The NASUWT backed an emergency motion at its annual conference in Birmingham last week, expressing fear that the Assembly government was taking steps which would lead to Welsh teachers being paid differently to those in England.
Chris Keates, general secretary, said such a change would inevitably cause pay cuts as Wales is a lower-paying economy with fewer school staff shortages.
She said the Assembly government and the General Teaching Council for Wales (GTCW) had been developing separate professional standards for teachers, which indicated a possible move to a separate pay structure.
The GTCW has developed a framework that would ensure experienced teachers who do extra training get professional recognition of their skills.
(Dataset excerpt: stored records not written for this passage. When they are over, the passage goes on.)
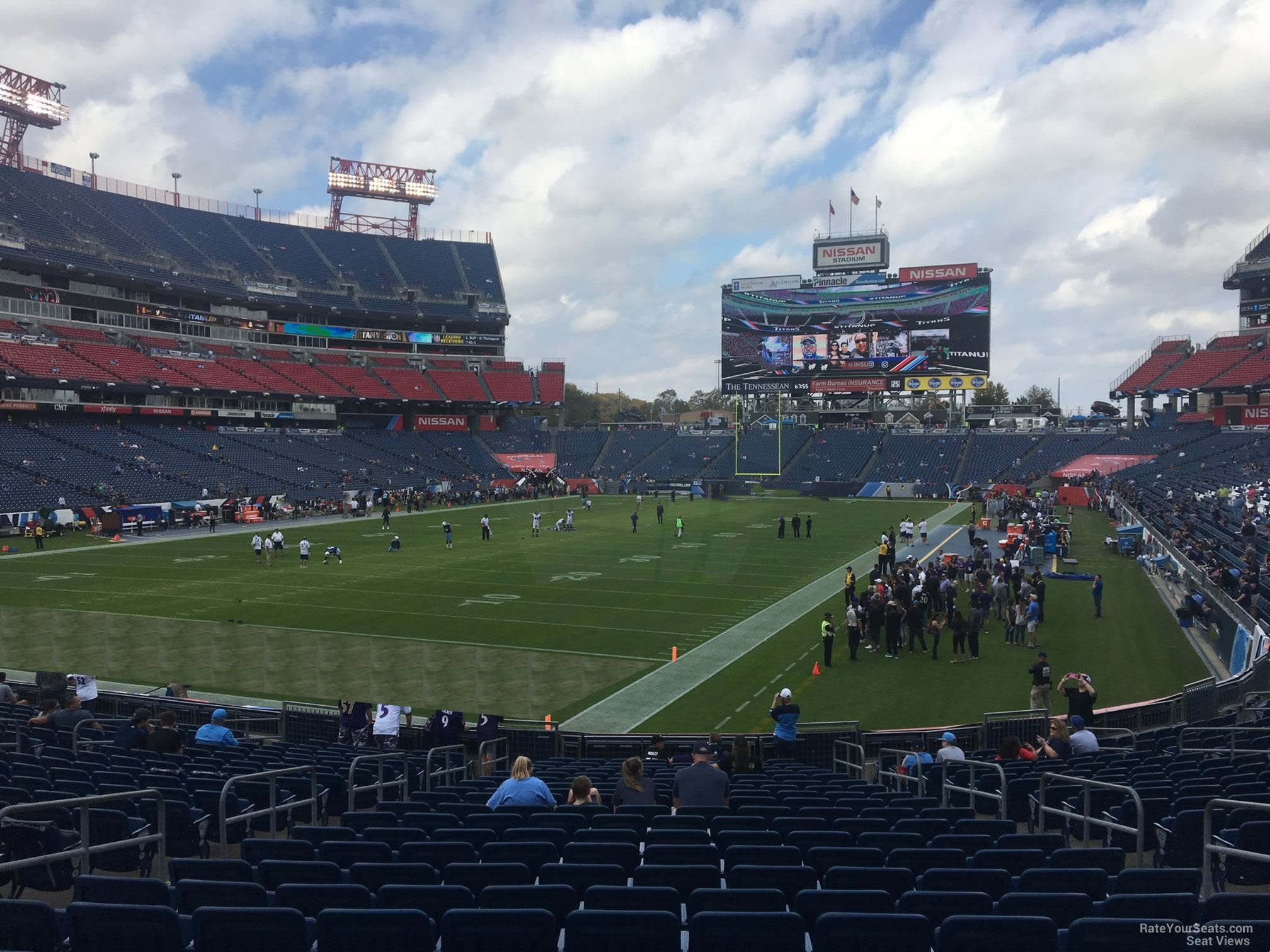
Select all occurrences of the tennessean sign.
[811,235,890,271]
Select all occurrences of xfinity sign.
[811,235,890,271]
[899,264,979,281]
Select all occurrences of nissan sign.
[899,264,979,281]
[811,235,890,271]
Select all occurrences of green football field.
[0,496,1206,731]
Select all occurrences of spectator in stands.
[719,737,760,777]
[670,740,729,808]
[565,773,600,806]
[935,731,965,763]
[899,740,935,773]
[0,671,26,705]
[612,757,656,813]
[485,757,556,810]
[767,688,800,759]
[1067,715,1099,757]
[146,711,181,754]
[1036,720,1072,761]
[1027,651,1053,711]
[1058,671,1099,725]
[114,707,154,750]
[28,694,101,734]
[194,707,239,747]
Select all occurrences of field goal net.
[731,394,785,476]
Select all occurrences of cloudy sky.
[12,0,1270,407]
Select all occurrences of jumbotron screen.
[723,273,992,394]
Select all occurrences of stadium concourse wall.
[0,637,1270,771]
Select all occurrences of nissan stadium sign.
[811,235,890,273]
[731,274,803,291]
[899,264,979,281]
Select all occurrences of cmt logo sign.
[899,264,979,281]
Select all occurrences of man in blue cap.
[194,707,237,747]
[935,731,965,762]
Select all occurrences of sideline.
[560,502,970,734]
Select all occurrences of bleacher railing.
[832,740,865,779]
[940,758,1007,820]
[348,747,409,810]
[423,744,467,792]
[1199,800,1270,898]
[1177,726,1270,761]
[878,747,926,797]
[0,787,168,878]
[218,764,321,859]
[1036,773,1147,867]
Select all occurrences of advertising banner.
[731,274,803,291]
[414,414,467,430]
[899,264,979,281]
[494,453,555,472]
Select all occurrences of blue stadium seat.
[686,885,787,919]
[168,858,255,883]
[441,863,534,896]
[318,909,434,952]
[441,909,560,952]
[564,904,680,952]
[175,880,269,915]
[273,882,375,919]
[0,898,62,952]
[935,915,1058,952]
[811,913,935,952]
[476,882,578,929]
[583,886,682,922]
[895,890,993,926]
[1067,918,1189,952]
[66,902,185,952]
[190,906,310,952]
[997,892,1094,929]
[375,883,476,922]
[689,913,805,952]
[255,859,343,892]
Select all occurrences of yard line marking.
[561,502,969,734]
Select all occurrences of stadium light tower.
[326,156,437,239]
[0,66,71,169]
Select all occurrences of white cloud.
[14,0,1270,414]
But it would be independent of pay.
Ms Keates said: "We wouldn't mind a separate pay system if it was for the better, but experience suggests that wouldn't happen."
Neil Butler, Powys NASUWT negotiating secretary, said a separate pay system was "an obvious temptation for the Welsh Assembly, but one of our biggest fears".
Delegates backed the motion to "resist, by all appropriate means, any attempt to devolve fully to the Welsh Assembly responsibility for teachers'
pay and conditions".
But Jane Davidson, education, lifelong learning and skills minister, said:
"We have no intention of bringing pay and conditions to the Assembly while there is no appetite for it in advance of the primary law-making powers being transferred to the National Assembly."